Beaucoup de femmes ont dirigé les manifestations, mais sans mettre en avant les revendications proprement féministes. C’est que pour la majorité, le contrat était implicite. La démocratie impliquait le traitement de la femme en tant que citoyen responsable, l’égalité dans les devoirs ne pouvant signifier que l’égalité dans les droits.
Etats des lieux
Dans tous les pays arabes, ceux qui ont détrôné un dictateur comme ceux qui ont réformé leur constitution, des droits ont été promis, libellés et plébiscités par la communauté. Pourtant, après quelques mois du déclenchement des faits, le traitement de la question féminine prend des tournures inquiétantes, si ce n’est dramatiques.
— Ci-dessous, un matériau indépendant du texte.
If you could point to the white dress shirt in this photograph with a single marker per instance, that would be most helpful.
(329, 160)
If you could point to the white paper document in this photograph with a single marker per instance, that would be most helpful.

La montée des islamistes dans les différents pays arabes ne prouve pas tant la religiosité de la société que la tendance conservatrice de la communauté arabe, pourtant hétérogène, contre un libéralisme souffrant d’une réputation d’amoralité et de mépris envers les sociétés traditionnelles.
Cependant, cette prise de pouvoir de groupes politiques de référentiels religieux peut avoir l’air d’une victoire de « Dieu » et donc d’une moralité collective, dans laquelle certains droits déjà acquis peuvent être menacés.
En Tunisie, là où la femme voilée a longtemps été persécutée, c’est la femme non voilée qui se voit malmenée par les moralisateurs violents, tous des citoyens lambda qui s’improvisent garants du respect de la religion.
En Egypte, c’est l’armée même qui dépasse tous les codes du respect des droits de l’Hommes en infligeant aux manifestantes des tests de virginité humiliants sous prétexte qu’elle se protège des accusations de viol contre ses officiers. Les images récentes de la jeune femme dénudée et tabassée par les soldats font toujours le tour du net.
Au pays des pharaons même, les photos de nu de la jeune blogueuse Alya lui ont valu les pires menaces de mort et de lapidation. Et à moindre mesure, l’actrice marocaine, Latefa Ahrrare, a vu se créer un groupe sur facebook intitulé « tuer Latefa Ahrrare c’est sauver le Maroc ! ». Chose à laquelle Abdelilah Benkirane a répondu par un appel téléphonique de soutien passé à l’actrice.
Si au Maroc, la constitution a apporté des droits supplémentaires, allant de l’égalité vers la parité, il serait bon de vérifier l’application du texte dans les élections législatives du 25 novembre.
Une soixantaine de sièges pour les femmes sur 395 sièges et à peine trois dames proposées dans le futur gouvernement : Bassima Hakkaoui représentant le PJD et proposée en tant que ministre de la Famille et de la solidarité. Kenza Ghali proposée par l’Istiqlal pour tenir le portefeuille de l’Education nationale. Et Kajmoula Bent Abi que le PPS propose pour le poste de secrétaire d’Etat auprès des Affaires étrangères et de la coopération. Aucune femme n’est suggérée par le Mouvement Populaire.
Contre 7 femmes ministres dans le gouvernement de Fassi, la représentativité médiocre de la femme dans l’actuel exécutif est à prendre comme un recul pour sa condition.